Almost instantaneously, dogs trained to sniff out signs of SARS-CoV-2 infection can indicate positive samples with greater than 90 percent accuracy, according to two preliminary studies published this month. Although such rapid results won’t replace the tried-and-true PCR test to confirm an infection, pups could offer “a suitable method for mass screening,” James Logan, an infectious disease researcher at the London School of Hygiene & Tropical Medicine who coauthored one of the studies, tells the BBC.
Logan and his colleagues trained Asher, Kyp, Lexi, Marlow, Millie, and Tala to alert their handlers when they caught the scent of a SARS-CoV-2 infection on clothing that came from an infected person. According to The Guardian, each dog communicates a positive sample differently: Millie sits and whines when she gets a scent, Tala wags his tail, while others stand perfectly still.
In the study, posted as a preprint, their sensitivity—or ability to accurately point out positive samples—ranged from 82–94 percent. The Guardian notes that PCR tests have about 97 percent sensitivity, and lateral flow tests—rapid tests that use antibodies to pick up on viral particles—have 58–77 percent sensitivity. The dogs’ specificity—how well they accurately identified negative samples—ranged from 76–92 percent.

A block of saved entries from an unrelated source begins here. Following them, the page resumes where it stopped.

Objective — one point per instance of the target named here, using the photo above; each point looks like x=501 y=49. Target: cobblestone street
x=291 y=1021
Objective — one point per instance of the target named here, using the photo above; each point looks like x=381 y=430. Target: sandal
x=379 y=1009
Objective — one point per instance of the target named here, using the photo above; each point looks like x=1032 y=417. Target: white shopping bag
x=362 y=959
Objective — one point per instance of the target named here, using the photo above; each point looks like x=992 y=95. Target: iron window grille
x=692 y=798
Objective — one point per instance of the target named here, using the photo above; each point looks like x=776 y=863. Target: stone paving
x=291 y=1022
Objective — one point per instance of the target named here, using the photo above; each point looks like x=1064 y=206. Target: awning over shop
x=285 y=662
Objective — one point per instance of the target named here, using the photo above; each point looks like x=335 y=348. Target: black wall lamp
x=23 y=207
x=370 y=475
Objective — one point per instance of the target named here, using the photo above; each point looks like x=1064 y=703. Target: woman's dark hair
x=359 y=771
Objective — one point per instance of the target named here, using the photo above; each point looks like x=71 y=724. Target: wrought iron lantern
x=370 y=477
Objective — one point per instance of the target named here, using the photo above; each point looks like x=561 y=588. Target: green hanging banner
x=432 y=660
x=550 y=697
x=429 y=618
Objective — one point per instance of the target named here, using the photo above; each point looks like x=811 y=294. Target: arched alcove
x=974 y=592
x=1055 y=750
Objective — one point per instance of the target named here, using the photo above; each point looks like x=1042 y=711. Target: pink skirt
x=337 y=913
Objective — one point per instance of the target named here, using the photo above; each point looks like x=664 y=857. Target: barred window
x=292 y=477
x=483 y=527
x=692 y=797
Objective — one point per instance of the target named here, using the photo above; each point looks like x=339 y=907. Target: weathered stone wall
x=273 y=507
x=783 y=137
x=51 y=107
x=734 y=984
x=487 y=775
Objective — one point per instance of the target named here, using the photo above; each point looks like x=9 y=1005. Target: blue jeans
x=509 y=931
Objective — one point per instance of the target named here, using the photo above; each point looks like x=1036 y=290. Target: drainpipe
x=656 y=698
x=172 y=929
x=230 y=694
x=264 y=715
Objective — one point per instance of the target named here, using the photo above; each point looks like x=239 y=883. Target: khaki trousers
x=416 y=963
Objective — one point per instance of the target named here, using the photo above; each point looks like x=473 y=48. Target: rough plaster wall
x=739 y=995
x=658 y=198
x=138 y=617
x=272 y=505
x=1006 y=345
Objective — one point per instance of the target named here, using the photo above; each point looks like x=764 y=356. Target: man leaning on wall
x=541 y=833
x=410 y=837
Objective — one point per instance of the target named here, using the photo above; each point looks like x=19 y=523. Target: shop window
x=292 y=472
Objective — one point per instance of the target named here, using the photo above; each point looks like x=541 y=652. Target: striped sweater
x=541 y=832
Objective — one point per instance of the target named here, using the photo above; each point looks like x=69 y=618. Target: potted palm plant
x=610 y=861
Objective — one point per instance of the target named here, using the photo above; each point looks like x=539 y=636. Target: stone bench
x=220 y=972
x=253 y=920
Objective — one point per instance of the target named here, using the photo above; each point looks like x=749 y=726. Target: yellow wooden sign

Another study had 335 human participants, 109 of whom tested positive for SARS-CoV-2 from a PCR test, wipe their armpits with a cloth and put it in a jar. Nine dogs trained to indicate positive samples had 97 percent sensitivity and 91 percent specificity, according to France Bleu. The results were shared by the National Veterinary School of Alfort in France last week.
Logan’s team used electronic sensors to analyze the volatile organic compounds present in samples from infected and uninfected participants, confirming that the virus leads to a particular odor profile, presumably picked up by the dogs’ snouts.
According to the Associated Press, a number of countries have already deployed canines to detect SARS-CoV-2 infections. In Thailand, for instance, Labrador retrievers trained at Chulalongkorn University are screening samples with 95 percent accuracy—except when it gets close to dinner time. “5 p.m. is their dinner time. When it’s around 4:50, they will start to be distracted. So, you can’t really have them work anymore. And we can’t have them working after dinner either because they need a nap,” Kaywalee Chatdarong, the leaders of the research team, tells the AP. “They are living animals and we do have to take their needs and emotions into consideration.”